- The Co-op, a British community grocer, partnered with Mastercard to let shoppers scan and buy products in the aisle without having to visit a traditional register, according to a blog post by the retailer.
- Customers can scan their items through their smartphone camera and the Co-op app — developed with Mastercard — as they shop, and the total basket amount will be deducted from their account with one click before they exit the store. The payment tech will link to stored information from a customer's Co-op membership account, telling them how much they saved and the portion of their bill the Co-op will donate to charity.
- The mobile feature will be offered alongside other payment methods, including self-service and traditional manned checkouts. The Co-op is internally testing the service at its support center in Manchester, England, before a public trial run at its Reading location.

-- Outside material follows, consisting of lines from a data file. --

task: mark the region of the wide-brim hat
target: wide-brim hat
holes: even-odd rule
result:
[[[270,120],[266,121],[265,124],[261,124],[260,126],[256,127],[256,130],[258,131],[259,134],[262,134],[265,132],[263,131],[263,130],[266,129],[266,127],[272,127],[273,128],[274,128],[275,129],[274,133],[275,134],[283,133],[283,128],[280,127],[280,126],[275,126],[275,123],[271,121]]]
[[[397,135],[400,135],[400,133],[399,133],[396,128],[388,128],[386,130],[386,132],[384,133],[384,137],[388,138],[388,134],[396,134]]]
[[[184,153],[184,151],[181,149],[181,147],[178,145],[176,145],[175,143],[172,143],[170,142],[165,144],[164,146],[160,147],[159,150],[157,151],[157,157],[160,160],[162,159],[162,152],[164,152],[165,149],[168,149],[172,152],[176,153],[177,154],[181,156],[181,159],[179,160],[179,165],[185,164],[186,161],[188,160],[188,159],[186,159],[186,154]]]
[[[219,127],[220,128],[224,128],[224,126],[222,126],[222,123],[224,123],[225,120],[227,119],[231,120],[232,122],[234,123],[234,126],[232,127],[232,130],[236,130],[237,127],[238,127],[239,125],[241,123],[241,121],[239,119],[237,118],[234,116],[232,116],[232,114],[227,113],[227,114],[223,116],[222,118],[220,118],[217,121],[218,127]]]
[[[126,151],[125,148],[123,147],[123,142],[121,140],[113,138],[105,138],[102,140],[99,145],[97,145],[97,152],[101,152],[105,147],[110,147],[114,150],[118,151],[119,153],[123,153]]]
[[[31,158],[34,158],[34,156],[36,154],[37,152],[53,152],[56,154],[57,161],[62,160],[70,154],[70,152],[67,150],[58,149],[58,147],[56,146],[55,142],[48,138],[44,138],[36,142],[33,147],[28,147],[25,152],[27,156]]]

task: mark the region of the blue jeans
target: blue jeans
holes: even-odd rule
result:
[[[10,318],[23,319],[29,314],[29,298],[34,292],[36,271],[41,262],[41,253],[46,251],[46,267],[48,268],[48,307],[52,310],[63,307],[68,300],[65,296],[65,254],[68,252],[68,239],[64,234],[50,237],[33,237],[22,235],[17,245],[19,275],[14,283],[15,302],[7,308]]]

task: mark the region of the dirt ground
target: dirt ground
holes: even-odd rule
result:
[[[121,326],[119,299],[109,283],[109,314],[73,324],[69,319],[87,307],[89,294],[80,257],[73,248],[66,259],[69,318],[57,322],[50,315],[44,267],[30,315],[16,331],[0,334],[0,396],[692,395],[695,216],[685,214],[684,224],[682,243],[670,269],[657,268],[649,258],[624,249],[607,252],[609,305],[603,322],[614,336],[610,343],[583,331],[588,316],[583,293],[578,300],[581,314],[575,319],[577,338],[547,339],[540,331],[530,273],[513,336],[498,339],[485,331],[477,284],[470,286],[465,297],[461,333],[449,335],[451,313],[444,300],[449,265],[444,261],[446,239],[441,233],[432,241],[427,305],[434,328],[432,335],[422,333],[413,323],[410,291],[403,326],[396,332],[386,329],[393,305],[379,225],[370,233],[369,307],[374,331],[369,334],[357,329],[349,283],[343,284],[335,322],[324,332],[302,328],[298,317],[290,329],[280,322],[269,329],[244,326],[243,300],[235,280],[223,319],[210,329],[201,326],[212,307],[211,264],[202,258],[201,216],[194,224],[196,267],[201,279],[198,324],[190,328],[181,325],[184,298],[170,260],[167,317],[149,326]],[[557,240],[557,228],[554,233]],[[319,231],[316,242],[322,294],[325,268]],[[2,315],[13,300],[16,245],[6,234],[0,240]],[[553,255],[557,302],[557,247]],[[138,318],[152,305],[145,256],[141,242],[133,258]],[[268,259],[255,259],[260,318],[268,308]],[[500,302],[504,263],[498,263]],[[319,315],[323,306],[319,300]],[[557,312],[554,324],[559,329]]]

Consumers often identify the checkout experience as being the most inconvenient and unenjoyable part of the shopping process, leading many grocers and retailers to adopt alternatives, such as self-checkout, scan-and-go and mobile checkout features. The Co-op's initial tests of cashierless checkouts follows the experiment by e-commerce giant Amazon with its automated grocery store in Seattle that opened in January. Amazon plans to open as many as six more stores this year, signaling the potential growth of this convenient shopping experience.
The fine-tuning of cashierless stores will continue to evolve, especially as retailers seek to avoid shrinkage while providing customers with more convenience and reducing cashier headcount. The Co-op found that its customers are becoming less dependent on cash payments as they adopt electronic methods, pointing to an opportunity to leverage technology to ease the shopping experience. Cash transactions have dropped by more than one-fifth in the past five years, with a 15% reduction in the last 18 months, per the retailer's blog post.
Not to be outdone, Walmart in January announced it would expand a trial of its Scan & Go app to another 100 stores in the U.S. The service lets shoppers scan the barcodes on products using a dedicated mobile app, similar to the Co-op's latest feature. The app lets customers pay and walk out of the store after showing their digital receipt to an employee. Walmart originally tested the technology in 2014, but consumers struggled to use the service. As more consumers become increasingly comfortable with mobile payments and nontraditional checkout options, the "store of the future" model by grocers and retailers may see major growth in the years to come, with its added convenience and friction-free experience.